Jeers and hisses rang out when supporters said a curfew would be a way of giving police tools to fight crime. "This is a chance to keep our youth safe," said Preston Taylor, an Oakland business owner.

There is no legitimate reason for minors to be out at 2 a.m., Taylor said, adding that he understood young people feel penalized by the curfew but that it would be a tool for police to prevent crime instead of reacting to it when it's too late.

Similar past proposal by city officials, including former Mayor Elihu Harris and former City Manager Robert Bobb, failed early on because of a fear, among other politically charged issues, of racial profiling — a fear opponents voiced numerous times Tuesday.

The ordinance would give police the right to stop anyone regardless, said Max Hayashi, 23.

Minors who break the curfew would not be arrested or cited under the ordinance. Parents or guardians of youths who broke the curfew multiple times could have been charged for a misdemeanor or an infraction depending on the circumstances.
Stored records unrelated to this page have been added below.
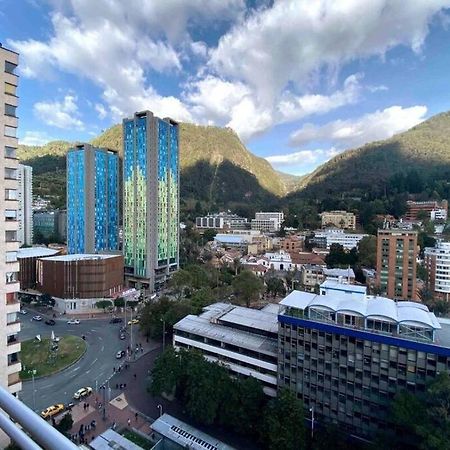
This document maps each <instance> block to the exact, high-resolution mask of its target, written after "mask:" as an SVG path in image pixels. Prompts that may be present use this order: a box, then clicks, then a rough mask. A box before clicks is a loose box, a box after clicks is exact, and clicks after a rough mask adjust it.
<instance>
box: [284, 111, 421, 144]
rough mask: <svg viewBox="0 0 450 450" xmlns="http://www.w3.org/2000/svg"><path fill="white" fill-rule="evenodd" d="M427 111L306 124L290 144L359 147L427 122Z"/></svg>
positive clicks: (366, 114)
mask: <svg viewBox="0 0 450 450" xmlns="http://www.w3.org/2000/svg"><path fill="white" fill-rule="evenodd" d="M426 113H427V108H426V107H425V106H412V107H410V108H402V107H401V106H391V107H390V108H386V109H384V110H382V111H375V112H374V113H369V114H365V115H363V116H362V117H360V118H358V119H353V120H335V121H333V122H329V123H327V124H325V125H322V126H316V125H313V124H305V125H303V127H302V128H300V129H299V130H297V131H295V132H294V133H292V135H291V137H290V144H291V145H293V146H298V145H305V144H307V143H309V142H312V141H331V142H332V143H333V144H334V145H335V146H339V147H346V148H348V147H357V146H359V145H363V144H365V143H367V142H371V141H377V140H380V139H386V138H389V137H391V136H393V135H394V134H396V133H400V132H402V131H405V130H407V129H409V128H411V127H413V126H415V125H417V124H418V123H420V122H422V121H423V120H425V115H426Z"/></svg>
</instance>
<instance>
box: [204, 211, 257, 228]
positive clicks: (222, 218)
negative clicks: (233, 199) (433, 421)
mask: <svg viewBox="0 0 450 450" xmlns="http://www.w3.org/2000/svg"><path fill="white" fill-rule="evenodd" d="M195 226H196V228H198V229H200V230H201V229H204V228H213V229H217V230H223V229H225V228H228V229H233V230H234V229H238V230H239V229H241V230H245V229H246V228H247V226H248V219H247V218H245V217H239V216H238V215H237V214H231V213H226V212H220V213H218V214H208V215H207V216H204V217H196V218H195Z"/></svg>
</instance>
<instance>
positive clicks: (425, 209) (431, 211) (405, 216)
mask: <svg viewBox="0 0 450 450" xmlns="http://www.w3.org/2000/svg"><path fill="white" fill-rule="evenodd" d="M406 208H407V209H406V214H405V219H406V220H408V221H417V220H420V219H423V218H424V217H425V218H429V219H431V220H444V221H445V220H447V216H448V202H447V200H442V201H437V200H430V201H426V202H414V201H411V200H408V201H407V202H406ZM422 214H423V215H424V217H422Z"/></svg>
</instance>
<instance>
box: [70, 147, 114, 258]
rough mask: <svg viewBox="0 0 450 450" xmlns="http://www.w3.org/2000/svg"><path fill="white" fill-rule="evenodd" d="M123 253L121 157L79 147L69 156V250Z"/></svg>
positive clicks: (82, 252) (75, 252)
mask: <svg viewBox="0 0 450 450" xmlns="http://www.w3.org/2000/svg"><path fill="white" fill-rule="evenodd" d="M118 249H119V157H118V155H117V153H116V152H114V151H112V150H107V149H102V148H96V147H92V146H91V145H89V144H82V145H77V146H76V147H75V148H72V149H70V150H69V152H68V153H67V250H68V253H69V254H74V253H101V252H108V251H115V250H118Z"/></svg>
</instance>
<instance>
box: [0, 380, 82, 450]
mask: <svg viewBox="0 0 450 450" xmlns="http://www.w3.org/2000/svg"><path fill="white" fill-rule="evenodd" d="M0 408H1V409H2V410H3V411H4V412H5V413H6V414H8V415H9V416H10V417H7V416H5V415H4V414H1V413H0V428H1V429H2V430H3V431H4V432H5V433H6V434H7V435H8V436H9V437H10V438H11V439H12V440H13V441H14V442H16V443H17V445H19V446H20V447H21V448H22V450H41V448H44V449H46V450H79V449H78V446H76V445H75V444H74V443H73V442H72V441H70V440H69V439H67V438H66V437H65V436H64V435H63V434H61V433H60V432H59V431H58V430H56V429H55V428H53V427H52V426H51V425H49V424H48V423H47V422H46V421H45V420H43V419H42V418H41V417H39V416H38V415H37V414H36V413H35V412H34V411H32V410H31V409H30V408H28V406H26V405H25V404H24V403H22V402H21V401H20V400H18V399H17V398H16V397H14V395H12V394H10V393H9V392H8V391H7V390H6V389H4V388H2V387H0ZM11 418H12V419H14V421H15V422H16V423H17V424H19V425H20V426H21V427H22V428H19V426H18V425H16V423H14V422H13V421H12V420H11ZM41 446H42V447H41Z"/></svg>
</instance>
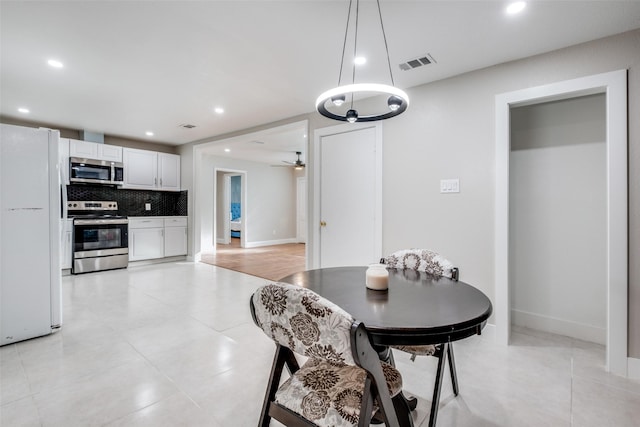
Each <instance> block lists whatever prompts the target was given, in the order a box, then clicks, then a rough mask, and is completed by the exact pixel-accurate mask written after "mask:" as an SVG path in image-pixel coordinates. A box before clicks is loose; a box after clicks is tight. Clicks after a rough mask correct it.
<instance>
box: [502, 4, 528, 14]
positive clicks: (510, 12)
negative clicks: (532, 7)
mask: <svg viewBox="0 0 640 427" xmlns="http://www.w3.org/2000/svg"><path fill="white" fill-rule="evenodd" d="M526 6H527V3H526V2H524V1H516V2H513V3H511V4H509V6H507V9H506V12H507V13H508V14H509V15H515V14H516V13H520V12H522V11H523V10H524V8H525V7H526Z"/></svg>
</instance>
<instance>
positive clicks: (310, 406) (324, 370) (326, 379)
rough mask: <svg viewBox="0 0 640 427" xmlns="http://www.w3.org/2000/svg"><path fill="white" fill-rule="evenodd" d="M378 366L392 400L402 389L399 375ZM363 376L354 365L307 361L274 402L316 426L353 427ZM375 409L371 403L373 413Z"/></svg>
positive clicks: (396, 372)
mask: <svg viewBox="0 0 640 427" xmlns="http://www.w3.org/2000/svg"><path fill="white" fill-rule="evenodd" d="M381 363H382V371H383V373H384V376H385V379H386V382H387V387H388V388H389V393H390V394H391V397H393V396H396V395H397V394H398V393H399V392H400V390H402V377H401V376H400V372H398V371H397V370H396V369H395V368H394V367H392V366H391V365H389V364H387V363H384V362H381ZM366 375H367V374H366V371H365V370H363V369H362V368H359V367H357V366H351V365H342V364H339V365H336V364H331V363H328V362H326V361H324V360H320V359H309V360H308V361H307V363H305V364H304V365H303V366H302V367H301V368H300V369H299V370H298V371H297V372H296V373H295V374H293V375H292V376H291V377H290V378H289V379H288V380H287V381H285V382H284V383H283V384H282V385H281V386H280V388H279V389H278V391H277V392H276V399H275V400H276V402H277V403H278V404H279V405H281V406H284V407H285V408H288V409H290V410H291V411H293V412H296V413H298V414H301V415H302V416H304V417H305V418H307V419H308V420H310V421H313V422H314V423H315V424H317V425H318V426H336V427H337V426H355V425H357V424H358V419H359V415H360V405H361V402H362V393H363V390H364V382H365V378H366ZM377 409H378V408H377V404H376V403H375V402H374V413H375V411H377Z"/></svg>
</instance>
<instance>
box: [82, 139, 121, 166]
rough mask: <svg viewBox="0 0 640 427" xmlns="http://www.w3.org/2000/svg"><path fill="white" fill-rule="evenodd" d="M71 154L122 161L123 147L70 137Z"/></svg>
mask: <svg viewBox="0 0 640 427" xmlns="http://www.w3.org/2000/svg"><path fill="white" fill-rule="evenodd" d="M69 156H70V157H81V158H85V159H96V160H107V161H110V162H122V147H120V146H117V145H108V144H98V143H96V142H89V141H79V140H77V139H70V140H69Z"/></svg>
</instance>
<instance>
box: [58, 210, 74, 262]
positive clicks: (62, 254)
mask: <svg viewBox="0 0 640 427" xmlns="http://www.w3.org/2000/svg"><path fill="white" fill-rule="evenodd" d="M60 231H61V233H60V234H61V241H60V268H62V269H68V268H71V261H72V259H71V257H72V255H71V253H72V250H73V220H72V219H61V220H60Z"/></svg>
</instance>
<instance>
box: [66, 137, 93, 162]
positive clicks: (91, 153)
mask: <svg viewBox="0 0 640 427" xmlns="http://www.w3.org/2000/svg"><path fill="white" fill-rule="evenodd" d="M69 156H70V157H81V158H83V159H98V144H96V143H95V142H89V141H79V140H77V139H70V140H69Z"/></svg>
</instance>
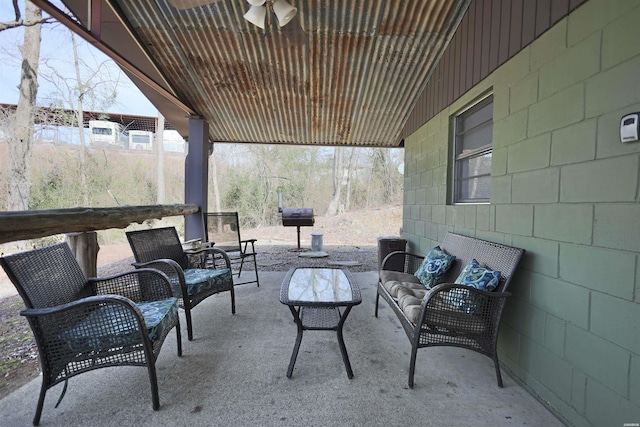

Officer Ed Tracey tried to reassure the crowd, saying Oakland police would be trained to focus on intervention and not criminalizing young people. But the timing in the wake of several controversies involving Oakland police, the shooting death of Oscar Grant III by a BART officer, and deep budget woes doomed the ordinance that would have cost $75,290 for a year of regular enforcement and a dozen sweeps.

The ordinance was supposed to come before the committee in November but was delayed to include more input by neighborhood crime prevention and youth groups, Reid said.

Because of the opposition, Taylor said, "the committee ducked out of their leadership role."

The ordinance is available online at clerkwebsvr1.oaklandnet.com/attachments/21103.pdf.